We should not be overly concerned about passports and certificates. That is not the way this country has dealt with this crisis to date. There will be times when we will need to provide evidence that we have taken the vaccine and that should be available as part of the IT and administration systems. However, if we return to the idea of environments we can control and in which we can have trust, we will not need that overly-prescriptive approach. However, there are groups that are not in that position. I refer to those who, either in their work or because of where they live, are put in a position where they are forced to be in an environment with people they may not have the information or knowledge to trust.
I welcome the prioritisation given by the task force. I have great experience of dealing with Professor Brian MacCraith. As a former president of DCU he had great confidence in administering that university and I hope that he and all the people on the task force will bring all that skill to it.
Looking at the prioritisation and the categorisation, it would appear that priority is being given to small groups first and expanding out to those people who cannot control the environment around them. I refer to those people who live in congregated settings or who, because of their housing condition or their health, are forced to share space with other people or those who work in those environments. We must make sure that they can avail of the vaccine earlier than others.
There is always a different focus brought by different sectoral groups in terms of the restrictions that should and should not apply. I imagine the same will happen with vaccination but if we trust the prioritisation of the task force we can have confidence that they will deliver the programme to those people who need it most.

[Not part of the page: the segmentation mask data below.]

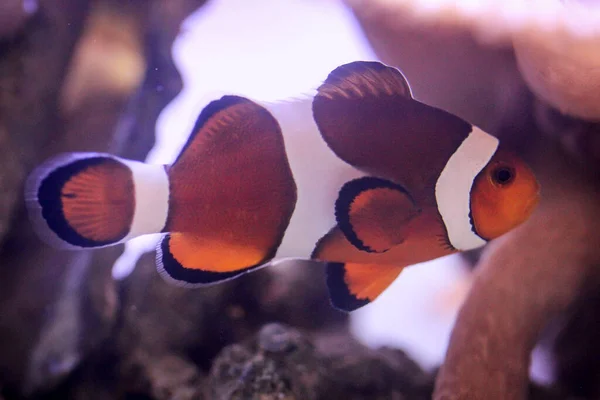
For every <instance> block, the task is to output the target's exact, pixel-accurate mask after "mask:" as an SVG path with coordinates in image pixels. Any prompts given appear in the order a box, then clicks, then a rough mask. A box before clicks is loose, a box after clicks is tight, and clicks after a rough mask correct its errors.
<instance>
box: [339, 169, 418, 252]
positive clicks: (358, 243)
mask: <svg viewBox="0 0 600 400" xmlns="http://www.w3.org/2000/svg"><path fill="white" fill-rule="evenodd" d="M377 188H389V189H394V190H398V191H400V192H402V193H403V194H405V195H406V196H407V197H408V198H409V199H410V200H411V201H412V202H413V204H414V200H413V199H412V197H411V195H410V193H409V192H408V191H407V190H406V189H405V188H404V187H403V186H402V185H399V184H397V183H394V182H392V181H389V180H387V179H382V178H376V177H372V176H364V177H362V178H357V179H353V180H351V181H348V182H346V183H345V184H344V186H342V189H340V192H339V195H338V198H337V200H336V202H335V219H336V221H337V223H338V226H339V228H340V230H341V231H342V233H343V234H344V236H346V239H348V241H349V242H350V243H351V244H352V245H353V246H355V247H356V248H357V249H359V250H362V251H366V252H368V253H378V252H377V251H375V250H373V249H372V248H370V247H369V246H367V245H366V244H365V243H363V241H362V240H360V238H359V237H358V235H357V234H356V232H355V231H354V228H353V227H352V223H351V222H350V218H349V213H350V207H351V205H352V202H353V201H354V199H355V198H356V196H357V195H358V194H360V193H362V192H364V191H367V190H371V189H377Z"/></svg>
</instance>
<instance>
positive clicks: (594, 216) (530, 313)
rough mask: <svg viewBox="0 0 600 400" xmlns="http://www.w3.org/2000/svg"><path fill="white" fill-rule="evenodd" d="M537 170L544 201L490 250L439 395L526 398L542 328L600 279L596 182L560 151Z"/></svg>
mask: <svg viewBox="0 0 600 400" xmlns="http://www.w3.org/2000/svg"><path fill="white" fill-rule="evenodd" d="M546 147H549V146H546ZM538 169H539V170H541V171H542V172H541V174H540V175H541V177H542V181H543V185H544V186H543V187H544V200H543V202H542V203H541V204H540V207H539V210H538V212H536V213H535V214H534V216H533V217H532V219H531V220H530V221H529V222H528V223H526V224H525V225H523V226H522V227H521V228H519V229H517V230H516V231H514V232H513V233H512V234H509V235H507V236H506V237H504V238H502V239H500V240H497V241H496V242H493V243H492V244H491V245H490V247H489V249H487V251H486V252H485V253H484V257H483V258H482V260H481V262H480V265H479V267H478V270H477V274H476V278H475V280H474V284H473V287H472V289H471V293H470V294H469V296H468V298H467V300H466V302H465V304H464V305H463V308H462V310H461V311H460V313H459V316H458V319H457V322H456V325H455V328H454V332H453V334H452V338H451V341H450V346H449V350H448V354H447V356H446V360H445V362H444V366H443V367H442V369H441V370H440V373H439V376H438V381H437V388H436V392H435V397H434V398H435V399H437V400H450V399H452V400H454V399H469V400H473V399H488V400H495V399H498V400H500V399H501V400H512V399H514V400H520V399H526V398H527V390H528V382H529V360H530V355H531V352H532V350H533V348H534V346H535V344H536V342H537V340H538V338H539V335H540V333H541V331H542V329H543V328H544V327H545V326H546V325H547V324H548V323H549V322H550V321H551V320H552V319H553V318H555V317H557V316H558V315H560V313H562V312H564V311H565V310H567V308H568V307H569V306H571V305H572V304H573V303H574V302H575V301H576V299H577V298H578V295H579V293H581V292H582V288H583V287H584V285H592V284H596V285H597V284H598V282H599V281H600V280H599V278H600V271H598V269H597V266H598V265H599V263H600V250H599V248H600V234H599V232H598V229H597V225H596V221H598V218H599V217H600V203H599V202H598V201H597V199H598V195H599V194H600V193H599V191H598V188H597V187H594V186H593V185H592V182H591V181H588V180H586V179H584V178H582V177H581V175H580V172H579V171H575V170H574V169H573V168H571V167H570V166H569V165H567V163H566V162H565V161H564V160H563V159H562V157H561V156H559V155H558V154H557V153H554V154H549V153H547V154H546V157H545V160H544V161H543V165H542V166H541V167H540V168H538Z"/></svg>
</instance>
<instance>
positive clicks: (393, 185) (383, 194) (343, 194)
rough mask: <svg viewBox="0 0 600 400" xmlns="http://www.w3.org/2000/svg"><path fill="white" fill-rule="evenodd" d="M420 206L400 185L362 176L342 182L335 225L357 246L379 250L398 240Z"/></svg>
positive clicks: (399, 242) (402, 238)
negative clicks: (343, 183)
mask: <svg viewBox="0 0 600 400" xmlns="http://www.w3.org/2000/svg"><path fill="white" fill-rule="evenodd" d="M419 213H420V210H419V209H418V208H417V207H416V206H415V203H414V201H413V199H412V198H411V196H410V194H409V193H408V192H407V191H406V189H404V188H403V187H402V186H400V185H398V184H395V183H393V182H391V181H388V180H385V179H379V178H374V177H364V178H359V179H355V180H352V181H350V182H348V183H346V184H345V185H344V187H343V188H342V190H341V191H340V195H339V197H338V200H337V202H336V218H337V222H338V226H339V228H340V229H341V231H342V232H343V233H344V235H345V236H346V238H347V239H348V241H349V242H350V243H352V244H353V245H354V246H355V247H357V248H358V249H359V250H363V251H367V252H371V253H383V252H386V251H387V250H389V249H390V248H392V247H393V246H396V245H398V244H400V243H402V242H403V241H404V239H405V236H406V235H407V234H408V232H407V224H408V222H409V221H411V220H412V219H413V218H414V217H415V216H417V215H418V214H419Z"/></svg>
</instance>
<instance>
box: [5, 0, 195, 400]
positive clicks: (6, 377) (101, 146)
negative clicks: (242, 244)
mask: <svg viewBox="0 0 600 400" xmlns="http://www.w3.org/2000/svg"><path fill="white" fill-rule="evenodd" d="M142 3H143V5H145V7H144V8H139V7H137V8H136V7H132V8H130V9H129V12H130V13H131V14H130V16H129V17H125V18H124V19H123V18H121V19H119V18H117V20H118V21H120V23H122V22H123V21H125V24H127V23H129V24H132V25H131V26H129V27H127V26H125V27H122V29H116V30H112V31H111V30H110V29H109V30H106V29H104V30H103V29H99V30H95V29H98V28H99V27H100V28H101V27H102V23H104V24H106V23H107V22H106V19H105V20H104V21H105V22H102V23H100V24H92V25H87V21H89V20H88V19H86V16H87V14H88V12H92V14H93V16H94V17H96V16H97V14H96V13H109V14H110V13H113V14H114V13H115V12H116V13H117V14H118V13H120V12H122V9H119V7H120V6H121V5H122V4H123V2H111V1H110V0H106V1H102V2H95V3H94V4H95V5H94V8H93V9H91V10H90V7H89V4H88V2H87V1H84V0H68V1H62V2H60V5H57V4H55V3H54V2H51V1H46V0H40V1H39V4H38V5H39V7H38V9H37V11H36V13H35V15H34V16H33V17H32V18H30V19H29V21H28V22H27V23H26V24H25V25H23V26H22V27H20V28H19V31H18V34H15V35H13V37H11V39H10V40H0V69H1V70H2V71H3V73H2V74H0V87H2V92H1V94H0V156H1V157H0V159H1V160H2V161H1V165H0V166H1V167H2V168H0V170H1V171H3V172H2V173H0V187H1V188H2V196H0V243H1V246H0V273H1V275H2V279H1V280H0V315H2V318H0V341H1V343H0V354H1V356H0V385H2V387H3V390H4V391H5V392H6V393H7V394H10V395H11V396H13V395H14V396H17V395H27V394H33V393H36V394H39V395H42V393H44V392H49V393H51V391H52V390H54V389H55V388H57V387H62V385H61V383H62V382H65V380H66V379H67V380H68V378H69V376H70V375H71V374H73V373H74V371H75V373H77V372H80V368H83V369H84V370H85V368H84V367H80V366H85V365H88V364H87V363H86V361H87V358H88V357H91V355H92V354H96V353H95V352H96V351H97V350H98V349H99V348H101V346H102V344H103V343H104V342H105V341H106V340H108V338H109V336H110V334H111V333H112V330H113V328H114V327H115V323H116V322H117V316H118V309H119V304H118V303H119V300H118V296H117V292H116V286H115V284H114V281H113V280H112V277H111V268H112V265H113V263H114V261H115V260H116V258H117V257H118V256H119V254H120V253H121V252H122V247H119V246H116V247H112V248H108V249H102V250H97V251H93V252H77V253H75V252H64V251H57V250H54V249H51V248H49V247H48V246H46V245H44V244H43V243H41V242H40V240H39V239H38V237H37V236H36V235H34V233H33V231H32V229H31V226H30V223H29V220H28V218H27V215H26V212H25V208H24V202H23V194H22V190H23V180H24V179H25V177H26V175H27V173H28V172H29V171H30V170H31V169H32V168H33V167H34V166H35V165H36V164H38V163H40V162H41V161H43V160H44V159H45V158H46V157H48V156H50V155H54V154H56V153H59V152H63V151H110V152H113V153H115V154H119V155H122V156H126V157H129V158H134V159H143V158H144V157H145V155H146V154H147V152H148V151H149V149H150V148H151V147H152V145H153V144H154V137H153V133H154V122H155V120H156V118H157V116H158V113H159V112H160V110H161V109H162V107H163V106H164V105H165V104H166V103H167V102H169V101H170V100H171V99H172V98H173V97H174V96H175V95H176V92H177V91H178V90H179V89H180V88H181V81H180V77H179V75H178V74H177V73H176V71H175V70H174V68H162V67H163V66H165V65H171V66H172V60H171V59H170V53H169V51H168V49H170V46H171V42H172V40H173V38H174V37H175V35H176V33H177V31H178V27H179V24H180V23H181V20H182V19H183V18H184V17H185V16H186V15H187V14H186V13H189V12H191V11H192V10H193V9H194V7H195V6H198V5H199V4H201V3H202V1H187V0H181V1H159V0H155V1H153V2H141V3H140V4H138V5H141V4H142ZM111 4H112V5H111ZM8 5H10V4H9V3H7V4H6V5H4V4H3V6H8ZM107 7H108V8H107ZM119 10H121V11H119ZM1 12H2V11H1V10H0V13H1ZM2 17H4V14H2ZM91 20H92V21H98V19H94V18H92V19H91ZM99 20H100V21H103V20H102V18H100V19H99ZM108 23H110V22H108ZM0 24H1V23H0ZM104 26H106V25H104ZM3 28H4V26H3ZM0 29H1V28H0ZM107 31H109V32H112V34H115V32H116V34H117V39H115V38H114V37H113V39H115V40H112V41H111V40H105V39H106V38H105V37H103V36H97V35H98V32H104V33H102V34H105V33H106V32H107ZM82 32H85V34H86V35H87V36H86V39H85V40H83V41H82V42H80V44H81V45H82V46H83V45H86V44H87V45H89V44H90V43H95V44H96V45H98V46H100V44H102V45H106V46H108V47H109V48H110V47H111V46H117V47H112V49H113V50H115V53H114V54H120V55H123V54H125V53H126V52H127V51H129V52H135V51H137V52H140V51H141V49H142V47H143V48H147V49H149V51H148V54H145V55H144V54H143V55H140V54H137V55H132V54H131V53H129V55H130V56H131V57H130V58H129V59H136V57H139V59H144V68H145V69H146V68H147V69H148V71H152V72H151V73H145V72H144V71H139V69H137V71H138V72H137V74H138V75H141V74H142V73H144V74H145V76H146V79H145V80H143V83H142V84H141V85H140V83H139V82H140V81H142V79H143V76H139V78H138V81H135V79H136V78H135V76H134V75H135V73H134V74H133V75H131V76H129V77H126V78H127V79H130V80H132V82H133V83H131V82H129V83H127V84H123V82H122V81H121V83H120V84H115V83H114V82H113V81H112V80H114V79H121V80H122V76H121V75H119V74H118V73H117V74H115V73H114V72H115V71H114V70H111V69H110V67H106V65H110V63H106V65H105V66H104V67H106V68H104V67H103V68H99V69H96V70H94V71H95V72H94V74H96V76H95V77H96V78H97V80H96V81H94V80H93V79H92V80H91V81H90V80H89V79H88V80H86V79H85V77H86V76H89V75H86V73H85V72H82V71H85V70H86V68H90V65H92V66H94V65H95V66H96V67H99V65H98V59H96V61H94V62H87V61H86V60H87V58H86V57H90V53H86V52H85V51H81V48H80V47H77V46H76V44H77V43H78V39H79V37H80V35H81V33H82ZM119 32H127V34H129V33H130V32H137V33H136V34H137V35H138V38H137V40H138V41H139V43H140V46H138V47H139V48H138V47H136V46H129V47H127V46H121V47H119V46H120V45H119V43H120V42H119V39H118V35H119ZM148 32H151V33H152V35H148V34H147V33H148ZM95 35H96V36H95ZM0 36H1V33H0ZM90 37H91V39H90ZM94 38H95V41H94ZM0 39H1V38H0ZM88 39H89V40H88ZM134 39H135V38H134ZM128 40H131V39H128ZM134 42H135V40H134ZM74 49H76V53H77V54H78V56H77V57H75V58H74V59H72V57H71V56H72V54H73V52H74ZM117 50H118V51H117ZM124 52H125V53H124ZM144 56H146V57H144ZM124 57H125V58H126V59H127V56H124ZM104 59H105V60H107V61H109V60H110V58H107V57H104ZM72 60H74V61H73V62H71V61H72ZM112 61H114V64H113V68H114V65H115V64H117V62H116V61H117V60H116V59H115V60H112ZM121 64H122V63H121ZM121 64H119V65H121ZM126 65H132V64H131V63H129V64H126ZM159 67H160V68H159ZM128 68H129V67H128ZM131 69H132V70H135V68H131ZM157 71H158V72H157ZM130 72H131V71H130ZM134 72H135V71H134ZM99 74H103V76H102V77H100V75H99ZM132 76H133V78H132ZM65 82H67V83H68V85H67V87H71V88H73V87H74V88H75V89H76V90H67V89H65ZM89 82H95V83H94V84H93V85H91V86H90V84H89ZM98 82H106V83H105V84H104V83H103V84H101V85H99V84H98ZM110 82H113V83H110ZM159 84H162V85H163V86H164V87H165V88H167V90H163V91H157V90H153V91H152V92H148V93H143V92H142V91H138V95H137V96H133V97H132V93H131V92H132V90H134V89H136V87H137V86H141V87H153V88H154V89H155V88H156V85H159ZM75 93H79V94H81V93H85V94H86V95H85V96H76V95H75ZM139 93H142V94H141V95H139ZM123 112H124V114H123ZM84 372H85V371H84ZM96 392H97V393H100V391H96ZM84 398H85V397H84Z"/></svg>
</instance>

We need to examine the definition of key workers, which is essential. The one area I talk about most is education. Teachers and special needs assistants, SNAs, have put themselves in a position where social distancing is possible most of the time but they are in contact with large groups of people, perhaps larger groups of people than most people have been in contact with. I would equate bus drivers and other transport workers in the same category. Teachers and SNAs must be able to continue to have confidence that schools will remain open, and they should remain open. I despair at the constant rumour mill of schools possibly closing and not closing. The Government has made a commitment to keep schools open as long as is possible and in a safe a manner as possible. I wish we would continue to hear that message rather than the constant attempts to shorten weeks and times.

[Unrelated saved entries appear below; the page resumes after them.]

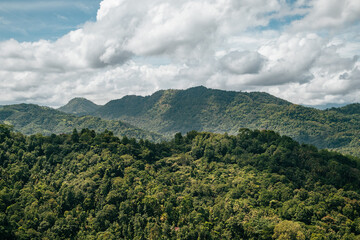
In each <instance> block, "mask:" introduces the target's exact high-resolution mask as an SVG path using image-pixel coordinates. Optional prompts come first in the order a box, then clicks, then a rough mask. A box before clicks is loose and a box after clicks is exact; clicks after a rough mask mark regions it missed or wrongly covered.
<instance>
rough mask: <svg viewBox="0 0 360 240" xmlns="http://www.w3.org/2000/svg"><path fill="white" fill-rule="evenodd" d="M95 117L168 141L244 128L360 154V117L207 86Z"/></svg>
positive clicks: (261, 93) (124, 108)
mask: <svg viewBox="0 0 360 240" xmlns="http://www.w3.org/2000/svg"><path fill="white" fill-rule="evenodd" d="M92 115H94V116H98V117H101V118H105V119H119V120H122V121H125V122H131V123H132V124H134V125H136V126H138V127H140V128H142V129H146V130H151V131H154V132H157V133H160V134H162V135H165V136H168V137H170V136H172V135H173V134H175V133H176V132H181V133H183V134H185V133H186V132H188V131H191V130H196V131H208V132H217V133H225V132H227V133H229V134H236V133H237V131H238V130H239V129H240V128H242V127H245V128H250V129H269V130H274V131H277V132H279V133H281V134H283V135H288V136H290V137H292V138H294V139H296V140H297V141H299V142H303V143H309V144H313V145H315V146H317V147H319V148H329V149H335V150H338V151H341V152H343V153H350V154H355V155H360V154H359V152H360V151H359V150H360V144H359V141H360V140H359V137H358V136H359V135H360V129H359V127H358V126H359V125H360V116H355V115H349V114H345V113H341V112H338V111H335V110H318V109H315V108H311V107H305V106H301V105H297V104H292V103H290V102H288V101H286V100H283V99H280V98H277V97H275V96H272V95H270V94H268V93H264V92H236V91H224V90H217V89H208V88H205V87H203V86H199V87H194V88H189V89H186V90H173V89H170V90H160V91H157V92H155V93H154V94H152V95H149V96H145V97H143V96H134V95H131V96H125V97H123V98H121V99H116V100H112V101H109V102H108V103H107V104H105V105H104V106H102V107H100V108H99V109H98V110H97V111H95V112H93V113H92Z"/></svg>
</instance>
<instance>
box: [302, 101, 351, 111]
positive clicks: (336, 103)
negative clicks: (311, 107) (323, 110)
mask: <svg viewBox="0 0 360 240" xmlns="http://www.w3.org/2000/svg"><path fill="white" fill-rule="evenodd" d="M348 104H349V103H327V104H322V105H304V106H305V107H312V108H316V109H320V110H326V109H330V108H340V107H344V106H346V105H348Z"/></svg>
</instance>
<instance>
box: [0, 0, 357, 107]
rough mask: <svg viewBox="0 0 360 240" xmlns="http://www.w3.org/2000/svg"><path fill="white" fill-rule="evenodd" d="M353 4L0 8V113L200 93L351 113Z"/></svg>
mask: <svg viewBox="0 0 360 240" xmlns="http://www.w3.org/2000/svg"><path fill="white" fill-rule="evenodd" d="M359 56H360V1H359V0H342V1H339V0H182V1H176V0H102V1H101V0H62V1H55V0H47V1H45V0H1V1H0V105H4V104H14V103H35V104H40V105H46V106H54V107H57V106H61V105H63V104H66V103H67V102H68V101H69V100H70V99H72V98H74V97H85V98H87V99H89V100H92V101H93V102H95V103H97V104H105V103H106V102H108V101H110V100H112V99H119V98H121V97H123V96H125V95H132V94H136V95H143V96H145V95H150V94H152V93H154V92H155V91H158V90H161V89H169V88H171V89H186V88H189V87H194V86H199V85H203V86H206V87H208V88H216V89H224V90H233V91H264V92H268V93H270V94H272V95H275V96H277V97H280V98H283V99H286V100H288V101H290V102H293V103H297V104H304V105H324V104H329V103H338V104H344V103H352V102H360V58H359Z"/></svg>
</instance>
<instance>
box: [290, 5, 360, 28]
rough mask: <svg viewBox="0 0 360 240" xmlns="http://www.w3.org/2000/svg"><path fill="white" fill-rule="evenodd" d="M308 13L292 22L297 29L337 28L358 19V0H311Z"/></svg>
mask: <svg viewBox="0 0 360 240" xmlns="http://www.w3.org/2000/svg"><path fill="white" fill-rule="evenodd" d="M309 5H310V11H309V13H308V15H307V16H306V17H305V18H304V19H301V20H299V21H297V22H295V23H294V27H295V28H298V29H301V30H303V29H310V30H311V29H315V30H317V29H324V28H326V29H332V30H335V29H338V28H342V27H345V26H347V25H348V24H352V23H355V22H358V21H359V20H360V2H359V1H358V0H342V1H338V0H313V1H311V3H310V4H309Z"/></svg>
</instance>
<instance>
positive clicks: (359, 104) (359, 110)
mask: <svg viewBox="0 0 360 240" xmlns="http://www.w3.org/2000/svg"><path fill="white" fill-rule="evenodd" d="M328 111H336V112H340V113H344V114H350V115H352V114H358V115H360V103H353V104H349V105H346V106H344V107H340V108H330V109H328Z"/></svg>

On that issue, if that commitment is being given, equally we should stand by the teachers and the SNAs who are in that position. Social distancing is possible some of the time but there are occasions when it is not. When I asked my 11 year old daughter about the conditions in her school she said, “Well, you know, the babies cannot keep the social distance the same as the rest of us”. That is the reality. Younger children in schools may breach the distance more than others. I ask that the position of key workers be examined and fleshed out. I know every group will want to be in that category. The political reality is that there will be calls and lobbying from every group but the education sector has been one of the real success stories of this pandemic in terms of how we have managed to respond to it. I would like to see them and the risk that they take acknowledged in the vaccination programme.
Equally, there are those people who have underlying conditions or medical conditions who will seek protection. I ask the Minister to examine their position.

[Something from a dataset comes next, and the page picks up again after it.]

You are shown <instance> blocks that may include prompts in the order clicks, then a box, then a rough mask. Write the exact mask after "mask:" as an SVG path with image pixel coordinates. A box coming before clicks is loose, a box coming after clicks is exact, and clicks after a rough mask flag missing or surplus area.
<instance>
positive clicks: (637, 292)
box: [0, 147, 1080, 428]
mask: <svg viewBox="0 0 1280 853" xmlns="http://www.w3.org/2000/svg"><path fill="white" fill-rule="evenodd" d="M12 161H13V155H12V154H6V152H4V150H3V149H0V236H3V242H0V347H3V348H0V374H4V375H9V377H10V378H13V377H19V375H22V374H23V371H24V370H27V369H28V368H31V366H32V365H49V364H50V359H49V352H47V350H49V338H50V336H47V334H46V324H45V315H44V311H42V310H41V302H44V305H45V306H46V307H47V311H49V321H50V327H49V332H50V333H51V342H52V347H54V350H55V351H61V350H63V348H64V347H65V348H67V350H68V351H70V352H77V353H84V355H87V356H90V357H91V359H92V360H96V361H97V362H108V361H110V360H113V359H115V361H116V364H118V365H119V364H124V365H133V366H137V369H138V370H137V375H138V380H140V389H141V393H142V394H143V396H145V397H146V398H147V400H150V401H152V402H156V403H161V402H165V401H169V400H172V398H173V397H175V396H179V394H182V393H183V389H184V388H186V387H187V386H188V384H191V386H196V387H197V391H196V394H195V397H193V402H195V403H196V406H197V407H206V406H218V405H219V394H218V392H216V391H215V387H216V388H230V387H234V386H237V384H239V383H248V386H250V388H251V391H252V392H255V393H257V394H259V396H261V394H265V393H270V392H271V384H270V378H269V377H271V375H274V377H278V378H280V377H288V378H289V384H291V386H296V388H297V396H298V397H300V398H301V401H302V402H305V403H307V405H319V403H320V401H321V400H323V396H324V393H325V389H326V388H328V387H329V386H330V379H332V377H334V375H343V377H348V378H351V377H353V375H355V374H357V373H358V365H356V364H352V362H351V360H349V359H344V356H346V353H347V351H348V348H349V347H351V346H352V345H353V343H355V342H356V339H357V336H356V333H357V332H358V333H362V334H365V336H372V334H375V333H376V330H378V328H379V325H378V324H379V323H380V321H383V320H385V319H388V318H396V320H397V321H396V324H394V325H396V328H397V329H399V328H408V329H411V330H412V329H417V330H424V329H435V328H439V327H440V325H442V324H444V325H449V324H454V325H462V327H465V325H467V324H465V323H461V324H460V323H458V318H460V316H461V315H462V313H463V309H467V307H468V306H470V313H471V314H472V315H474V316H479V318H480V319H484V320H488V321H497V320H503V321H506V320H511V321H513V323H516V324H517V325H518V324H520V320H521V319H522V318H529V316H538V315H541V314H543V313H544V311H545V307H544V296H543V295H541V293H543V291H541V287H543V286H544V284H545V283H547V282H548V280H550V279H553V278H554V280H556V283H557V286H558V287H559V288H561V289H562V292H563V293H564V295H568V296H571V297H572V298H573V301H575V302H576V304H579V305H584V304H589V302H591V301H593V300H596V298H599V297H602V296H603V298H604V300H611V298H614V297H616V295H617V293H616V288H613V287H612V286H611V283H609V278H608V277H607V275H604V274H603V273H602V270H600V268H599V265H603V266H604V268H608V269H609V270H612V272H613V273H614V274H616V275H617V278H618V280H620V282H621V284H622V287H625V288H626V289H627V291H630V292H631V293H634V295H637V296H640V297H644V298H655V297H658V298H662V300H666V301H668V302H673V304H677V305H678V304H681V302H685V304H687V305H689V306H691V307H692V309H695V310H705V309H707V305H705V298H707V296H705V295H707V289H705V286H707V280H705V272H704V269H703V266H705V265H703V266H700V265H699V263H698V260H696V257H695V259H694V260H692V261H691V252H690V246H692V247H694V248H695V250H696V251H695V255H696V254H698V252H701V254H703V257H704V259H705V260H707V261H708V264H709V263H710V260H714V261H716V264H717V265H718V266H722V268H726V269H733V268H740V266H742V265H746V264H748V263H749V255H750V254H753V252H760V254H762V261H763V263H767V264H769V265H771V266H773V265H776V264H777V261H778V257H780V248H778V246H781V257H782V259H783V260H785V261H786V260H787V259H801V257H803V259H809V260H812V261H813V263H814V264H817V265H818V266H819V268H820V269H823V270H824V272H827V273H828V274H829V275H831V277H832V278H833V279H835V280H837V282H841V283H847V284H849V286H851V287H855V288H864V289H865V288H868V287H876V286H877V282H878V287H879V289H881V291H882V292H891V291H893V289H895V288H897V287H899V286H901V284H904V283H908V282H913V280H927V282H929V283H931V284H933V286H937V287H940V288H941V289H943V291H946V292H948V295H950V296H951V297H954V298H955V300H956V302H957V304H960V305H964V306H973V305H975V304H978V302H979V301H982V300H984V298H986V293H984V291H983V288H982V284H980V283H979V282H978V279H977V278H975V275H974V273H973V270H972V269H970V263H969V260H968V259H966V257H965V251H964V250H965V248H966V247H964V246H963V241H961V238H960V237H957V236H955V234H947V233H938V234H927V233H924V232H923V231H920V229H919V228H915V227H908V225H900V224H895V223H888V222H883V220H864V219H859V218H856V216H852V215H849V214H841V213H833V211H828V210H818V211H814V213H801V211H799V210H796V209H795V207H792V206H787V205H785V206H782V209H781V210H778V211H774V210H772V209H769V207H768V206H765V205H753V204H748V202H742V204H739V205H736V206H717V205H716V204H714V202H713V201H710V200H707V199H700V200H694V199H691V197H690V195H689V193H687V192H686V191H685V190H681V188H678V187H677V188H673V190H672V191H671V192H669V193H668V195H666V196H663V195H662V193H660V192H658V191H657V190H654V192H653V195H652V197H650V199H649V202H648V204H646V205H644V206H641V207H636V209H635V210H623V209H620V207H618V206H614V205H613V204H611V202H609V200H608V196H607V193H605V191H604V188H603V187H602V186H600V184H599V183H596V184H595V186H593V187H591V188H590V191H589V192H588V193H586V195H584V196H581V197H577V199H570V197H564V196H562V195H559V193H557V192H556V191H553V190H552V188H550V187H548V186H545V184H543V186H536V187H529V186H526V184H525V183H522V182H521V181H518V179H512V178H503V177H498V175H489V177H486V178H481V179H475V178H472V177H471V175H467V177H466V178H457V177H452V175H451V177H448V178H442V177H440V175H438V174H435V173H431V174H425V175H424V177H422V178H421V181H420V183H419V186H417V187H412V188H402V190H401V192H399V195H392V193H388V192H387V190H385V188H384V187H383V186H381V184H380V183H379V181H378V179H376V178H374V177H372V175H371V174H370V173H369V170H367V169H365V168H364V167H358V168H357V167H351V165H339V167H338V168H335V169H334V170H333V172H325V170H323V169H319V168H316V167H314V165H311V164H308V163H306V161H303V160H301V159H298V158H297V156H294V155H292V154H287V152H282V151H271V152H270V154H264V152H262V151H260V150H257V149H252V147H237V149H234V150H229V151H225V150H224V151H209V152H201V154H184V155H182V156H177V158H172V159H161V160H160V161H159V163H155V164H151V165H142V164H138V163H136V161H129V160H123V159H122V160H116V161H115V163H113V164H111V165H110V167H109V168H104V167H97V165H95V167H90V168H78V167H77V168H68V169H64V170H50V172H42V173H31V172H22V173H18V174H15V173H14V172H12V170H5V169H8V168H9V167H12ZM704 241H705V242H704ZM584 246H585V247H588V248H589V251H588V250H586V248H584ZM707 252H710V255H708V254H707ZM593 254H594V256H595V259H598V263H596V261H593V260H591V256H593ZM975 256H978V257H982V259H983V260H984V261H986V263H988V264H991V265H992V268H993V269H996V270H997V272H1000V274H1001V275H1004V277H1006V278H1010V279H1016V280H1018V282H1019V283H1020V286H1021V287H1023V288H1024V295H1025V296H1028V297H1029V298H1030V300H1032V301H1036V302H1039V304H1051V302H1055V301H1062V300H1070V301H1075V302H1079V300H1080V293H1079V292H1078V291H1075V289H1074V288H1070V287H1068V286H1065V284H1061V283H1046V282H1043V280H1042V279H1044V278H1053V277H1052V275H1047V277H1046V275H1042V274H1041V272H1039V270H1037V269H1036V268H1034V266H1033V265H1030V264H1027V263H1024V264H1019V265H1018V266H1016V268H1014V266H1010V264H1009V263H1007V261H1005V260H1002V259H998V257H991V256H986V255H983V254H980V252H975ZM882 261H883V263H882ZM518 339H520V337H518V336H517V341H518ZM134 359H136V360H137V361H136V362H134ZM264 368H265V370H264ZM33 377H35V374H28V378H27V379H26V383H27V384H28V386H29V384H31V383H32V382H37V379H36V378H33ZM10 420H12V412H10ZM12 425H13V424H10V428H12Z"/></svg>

The categorisation is very clear. Although one might be in category seven, eight or nine, the numbers above that are quite small. That is because we focus the need on those people who need it most. As we get to each category, more and more people are brought into the programme. Those are the practical realities of delivering the programme.
I said at the outset that the country has done well in managing the virus and the economic impact of the virus. I am confident that we will do well again in administering this vaccination programme.